And I'm glad they enjoy the noise and the thrills. They get to make loud rude noises, and even though it's not yet Independence Day .. it's fun!
But it is not fun for me. It's reliving the worst time of my life.
I hear the bombs go off, and I tell myself it's just fireworks.
I hear the shots fired, and tell myself it's just fireworks.
I hear the women in the neighborhood shrieking, and I tell myself it's just 'getting into the gestalt' of fireworks.
But inside, it's real bombs, real mortars coming in, real shrapnel, and real gunfire.
It's just the fireworks.
It use to be worse. A couple of decades ago, I was working on my car in my driveway when my neighbor across the street, on Independence Day, started shooting off fireworks.
I distinctly remember picking up the pneumatic jack (not the jack handle, which would have been a better weapon) and starting across the street with the specific goal of beating his skull into mush.
Halfway across the street my vision cleared, and I realized that I was not ... being rational. It's only fireworks. I remind myself that I'm getting better. More rational. Less monkey-brained, more human-brained. I can interpret the sounds that I hear, and I do understand that I am remembering.
I am not experiencing. (Thank you, Jesus!)
Today, when I hear the mortars and the gunfire going off FAR earlier than the Fourth of July (when I would have been ready for this), my friends and neighbors are expending their (illegal, in this state) fireworks.
I KNOW better than this. Haven't I worked through it before?
Yes, I have. But it's not an intellectual exercise. I don't hear firecrackers; I hear incoming gunfire.
I don't hear .. whatever the name of that particular fireworks (and I know it's just fireworks) is, I think it's "Mortars" and I hear MORTARS.
No .. I don't hear mortars. I relive mortars.
What gets me past the instinctive reaction to INCOMING FIRE is that I've been working on this sonic reaction (for want of a better term) for decades. And I recognize that I'm still reacting badly. And I do not blame my friends and neighbors for making me relive The Bad Times; they are just having a good time.
And when the women squeal, when a "bomb" or a "mortar" goes off, they are not truly fearful .. as they would be if the artillery was incoming. They are merely excited by the demonstration of destruction and power. It's all subliminal to them. They know they are not being attacked; they have no ingrained reaction to hide to avoid shrapnel.

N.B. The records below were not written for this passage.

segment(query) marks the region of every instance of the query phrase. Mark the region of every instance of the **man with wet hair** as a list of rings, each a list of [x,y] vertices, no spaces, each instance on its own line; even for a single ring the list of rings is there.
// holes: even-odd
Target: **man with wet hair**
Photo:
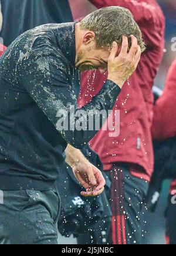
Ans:
[[[131,30],[116,33],[114,27],[121,29],[118,19],[125,22],[127,16]],[[97,35],[103,23],[108,41]],[[103,191],[101,173],[79,150],[97,131],[80,127],[89,127],[92,110],[108,113],[113,109],[144,49],[132,15],[119,7],[97,11],[82,23],[36,27],[7,49],[0,60],[1,244],[57,244],[56,181],[65,159],[86,189],[83,196]],[[78,69],[89,68],[107,70],[109,77],[100,93],[79,110],[73,82]]]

They don't know what ... that looks like in the morning, when their friends are not that pile of meat.
They KNOW that they are safe, and the sounds are merely sounds. Loud, perhaps. And sometimes startling. But no-way a threat, because this is AMERICA and those bad things do not happen here.
And I too take some comfort here. Mortars don't happen in America. We're safe here. Nothing bad will ever happen to us ... here.
But what if it did?
1 comment:
The last time we went to a fireworks show was many years ago. I was sitting on a blanket next to my father-in-law watching the show. There were numerous aerial bombs that were real bone rattlers, and then a bright one floating down. I heard my father-in-law say, "Oh God, a star shell." That was the last time we went to a fireworks show. He had three battle stars from the Pacific, and he didn't have many good memories to share.